Director Hirokazu Kore-eda, who last visited Telluride 14 years ago with his film, Nobody Knows, was back this year with his wonderful film, Shoplifters, winner of the Palme d’Or at Cannes. Shoplifters is the heartwarming story of a Japanese family on the brink of poverty, struggling to make ends meet and to hide a few family secrets in modern day Tokyo. This is hardly a traditional family unit, consisting as it does of a man, a woman, three children of various ages (two girls and a boy), and an aging grandmother, whose relationships to one another are not clearly defined, either genetically or legally. The family is supported by the grandmother’s social security check and the kids’ resourcefulness as petty thieves. As Kore-eda explained it, his film was intended to ask the question, “What makes a true family? Is it blood or is it shared experience and struggle?” Shoplifters provides the audience with an emotional and gratifying answer. Please see this film.

Family and what constitutes and sustains family is at the core of Roma, a sublime (I am not overstating the case) film from director-writer-cinematographer Alfonso Cuaron (Harry Potter and the Prisoner of Azkaban, Gravity, and Y Tu Mama Tambien). Cuaron explained his many roles in making this film is the result of his own curiosity, his need to explore the memories of his own upbringing in a Mexico City neighborhood called Roma. In lustrous black and white footage he tells his story from his nanny’s point of view, a very important person in his own development according to Cuaron. In Roma the nanny is Cleo (Yalitza Aparicio), a loving and hardworking indigenous girl who escaped extreme poverty and came to the big city to find employment and a home with a middle class family. How Cleo and the family (three boys and a girl, a mother, and a father who is absent for most of the film) come to grips with their own lives and what their relationships to and with one another really means is presented gracefully in a sensual, emotional and lyrical cinematic style by a master filmmaker. Roma and Alfonso Cuaron are very special. I cannot recommend this film more highly.

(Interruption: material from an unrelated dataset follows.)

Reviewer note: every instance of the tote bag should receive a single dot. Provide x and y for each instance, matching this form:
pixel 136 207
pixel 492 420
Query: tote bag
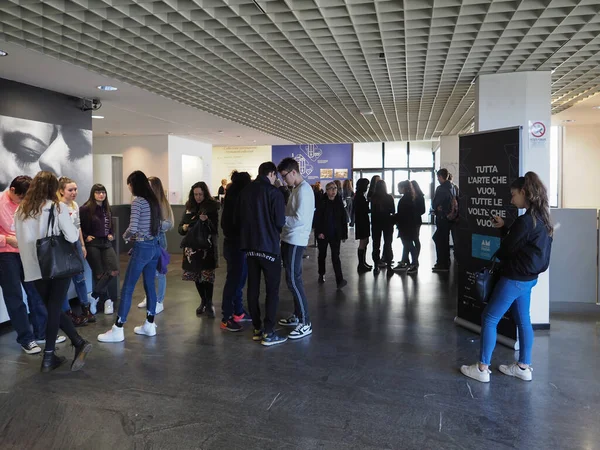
pixel 58 257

As is often said about the schedule at Telluride Film Festival, “you can’t see ‘em all.” And I didn’t come close. Dogman, Front Runner, Border, Girl, Free Solo and Cold War and the other films that made important contributions to this year’s festival aren’t mentioned here, but they are films that deserve to be seen. All of the films in one way or another, thanks to their remarkable makers, are imbued with grace and an overarching humanity. And for that we should be grateful. In these times, the 45th Telluride Film Festival was just what the doctor ordered.